As a day trader, you can use many asset classes to make money and grow your portfolio. For starters, commodities and currencies give traders the best opportunities because they are easy to understand and implement without any complicated considerations! Later on, traders may decide to venture into futures and options trading, which can be daunting.
- Focus on fewer commodities
There are approximately 20 more commodities available for traders to trade today. These include gold, silver, soybeans, corn, palladium, and copper. To trade just one of these commodities, you will need to study its dynamics thoroughly. This can take many weeks or even several months for a beginner trader to take their first spin on the market.
- Set up your strategy
You need to have clear parameters that identify your entry and exit points when trading commodities. We recommend you invest time researching technical indicators because they provide traders with the best information - this includes news regarding commodity prices, shifts in supply and demand, and other key data that will make it easier for you to make informed decisions about when to buy and sell.
- Understand the macro
As a currency trader, it's important to track global trends.

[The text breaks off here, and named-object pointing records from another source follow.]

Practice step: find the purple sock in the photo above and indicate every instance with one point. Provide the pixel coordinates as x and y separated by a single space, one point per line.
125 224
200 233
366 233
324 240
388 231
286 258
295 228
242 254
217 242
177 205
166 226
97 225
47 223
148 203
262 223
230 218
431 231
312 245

That way, you'll understand how your job affects macro factors. Here's an example: Individual countries and their central banks can change interest rates to control the economy. When they raise rates, they usually plan to slow growth (by making borrowing more expensive). Suppose this is true globally, and all countries start cutting rates or leaving them off altogether. In that case, commodity costs will plummet because of the wave of cheap borrowing available for investors worldwide.
- Import-Export Driven Countries
Countries in the developed world release their import and export numbers regularly. These numbers can be found on the economic calendar. Traders should carefully assess the information to avoid getting burned on important shifts in currencies and commodities that directly bump up against tangible products that could drive price trends moving forward.
- Research news and relate the commodity to other markets
Before you start day trading a certain commodity, you need to research the trends and fluctuations of the market based on your past experiences. This research should help shed light on what influences the price shift, whether it's good or bad news regarding demand or supply. Take note of how that fluctuating price will affect other markets (if any).
- Link commodities and companies
Commodities are extracted or mined by companies. For instance, BP and Chevron happen to be the leaders in the oil market but are instead considered examples of commodities. As a result of these micro-markets, a trading strategy is possible because if we see an increase in the prices of oil and gas over time, it's likely that we would see an increased demand for investors to invest in this commodity market.
- Trade-in short term
As a day trader, you should avoid holding goods for an extended period. This is because goods in the market always go up and down. The challenge then comes when you have to identify a trend. We generally suggest using a 20-day high or low when identifying a trend. If it's been 20 days since the last drop or rise, it would probably be best to buy or sell goods on hand at around the same time every day during your activity as a trader. Stay away from markets that are currently in consolidation mode.